Negli interventi al Salone del Libro di Torino lo showman Fiorello ha rilanciato una critica netta nei confronti di Rai e Mediaset: secondo il conduttore i palinsesti si assomigliano da decenni e la tv generalista fatica a inventare. L’osservazione parte da un fatto evidente, quello della riproposizione seriale di format consolidati, e si intreccia con il rimpianto per il tempo in cui il varietà aveva identità precisa e capacità di rischiare.

Tra battute e osservazioni più taglienti, Fiorello ha toccato temi che vanno dal ruolo del servizio pubblico alla frammentazione dell’audience, fino alla spettacolarizzazione della cronaca. Le sue rimostranze non sono solo nostalgia: contengono anche una proposta implicita, quella di tornare a sperimentare per ritrovare un rito collettivo in grado di attrarre platee più ampie.

L’accusa: palinsesti che si ripetono

Al centro della critica c’è il ricorso continuo a format ormai consolidati: titoli come Ballando con le stelle, Amici e Tale e quale show sono stati citati come esempi di una programmazione che si rinnova poco. Fiorello sostiene che il calendario televisivo sembri un copia-e-incolla di anno in anno e che, di conseguenza, la creatività editoriale venga sacrificata sul fronte della sicurezza commerciale.

Questo comportamento non è neutro: amplifica la sensazione di stagnazione e riduce lo spazio per proposte nuove e sperimentali.

Perché si continua a replicare

La logica dietro la ripetizione è semplice e pragmatica: i format che funzionano portano ascolti e sponsorizzazioni, dunque vengono replicati. Ma, come sottolinea Fiorello, questo modello crea un cortocircuito creativo. Se il sistema privilegia il consolidato, gli autori e i produttori perdono l’incoraggiamento a rischiare. Il risultato è una tv più rumorosa e meno curata, dove spesso la scelta ricade su spettacoli che puntano all’impatto immediato più che alla progettazione di lungo periodo.

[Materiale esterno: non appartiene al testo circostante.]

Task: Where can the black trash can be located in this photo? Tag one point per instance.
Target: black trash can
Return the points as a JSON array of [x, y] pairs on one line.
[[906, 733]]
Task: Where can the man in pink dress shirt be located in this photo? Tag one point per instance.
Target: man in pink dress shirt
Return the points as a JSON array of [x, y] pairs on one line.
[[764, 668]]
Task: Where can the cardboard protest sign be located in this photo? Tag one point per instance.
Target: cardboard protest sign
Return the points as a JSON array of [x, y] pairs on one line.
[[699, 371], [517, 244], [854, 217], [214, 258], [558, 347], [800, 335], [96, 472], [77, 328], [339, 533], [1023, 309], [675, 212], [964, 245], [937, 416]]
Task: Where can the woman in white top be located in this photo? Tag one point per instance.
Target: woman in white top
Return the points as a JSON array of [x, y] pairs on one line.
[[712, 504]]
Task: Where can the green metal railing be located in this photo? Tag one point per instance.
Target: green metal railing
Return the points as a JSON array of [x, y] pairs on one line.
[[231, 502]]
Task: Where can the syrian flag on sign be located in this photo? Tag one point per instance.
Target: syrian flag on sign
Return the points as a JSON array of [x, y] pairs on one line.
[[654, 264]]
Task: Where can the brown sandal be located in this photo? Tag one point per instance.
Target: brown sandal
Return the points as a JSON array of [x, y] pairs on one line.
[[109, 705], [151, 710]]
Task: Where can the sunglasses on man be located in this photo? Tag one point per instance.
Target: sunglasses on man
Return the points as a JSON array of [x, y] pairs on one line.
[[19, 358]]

Il ricordo del grande varietà e la perdita del rito

Fiorello ha richiamato la memoria della Rai dei grandi varietà, citando figure come Renzo Arbore, Piero Chiambretti, Mina e Raffaella Carrà. Quegli spettacoli, secondo lo showman, si distinguevano per attenzione al dettaglio e per la volontà di sperimentare formati e tempi diversi, compresa la seconda serata. Il paragone mette in luce il cambiamento di priorità: allora si investiva su progetti potenzialmente innovativi, oggi prevale invece la logica del rendimento immediato.

Come è cambiato il pubblico

Una componente cruciale della trasformazione è la frammentazione dell’audience. Fiorello evidenzia che non esiste più lo stesso appuntamento collettivo di una volta: la molteplicità di canali e piattaforme e la velocità dei social rendono più difficile trattenere l’attenzione su monologhi lunghi o su strutture narrative estese. La conseguenza è che la televisione ha dovuto ridefinire i propri tempi e linguaggi, spesso adattandosi a dinamiche che premiano la brevità e lo scossone emotivo.

Morbo dello scandalo e responsabilità editoriale

Un altro punto sollevato riguarda la spettacolarizzazione della cronaca: casi di cronaca nera e gossip vengono spesso sovraesposti perché attirano traffico e discussione. Fiorello condanna questa deriva, osservando che la brama di sensazioni forti spinge alcune trasmissioni a enfatizzare il morboso. Per il conduttore, il mestiere della tv dovrebbe mantenere un equilibrio tra informazione, intrattenimento e rispetto per le persone coinvolte.

La posizione personale di Fiorello

Nonostante le critiche, Fiorello non si limita a lanciare invettive: racconta anche i tentativi personali di variare il proprio percorso, citando esperienze in orari non convenzionali e progetti meno tradizionali. Dice di voler evitare di fossilizzarsi sui successi passati e di continuare a cercare soluzioni diverse. Questa postura lo colloca tra gli artisti che criticano il sistema ma restano disponibili a contribuire con idee e progetti concreti.

In sintesi, il suo intervento non vuole essere una semplice litania nostalgica: è un richiamo alla responsabilità degli editori e dei dirigenti a favore della sperimentazione. Fiorello chiede alla televisione di ripensare i propri criteri, promuovendo formati che possano riconquistare il pubblico senza rinunciare alla qualità e al coraggio creativo.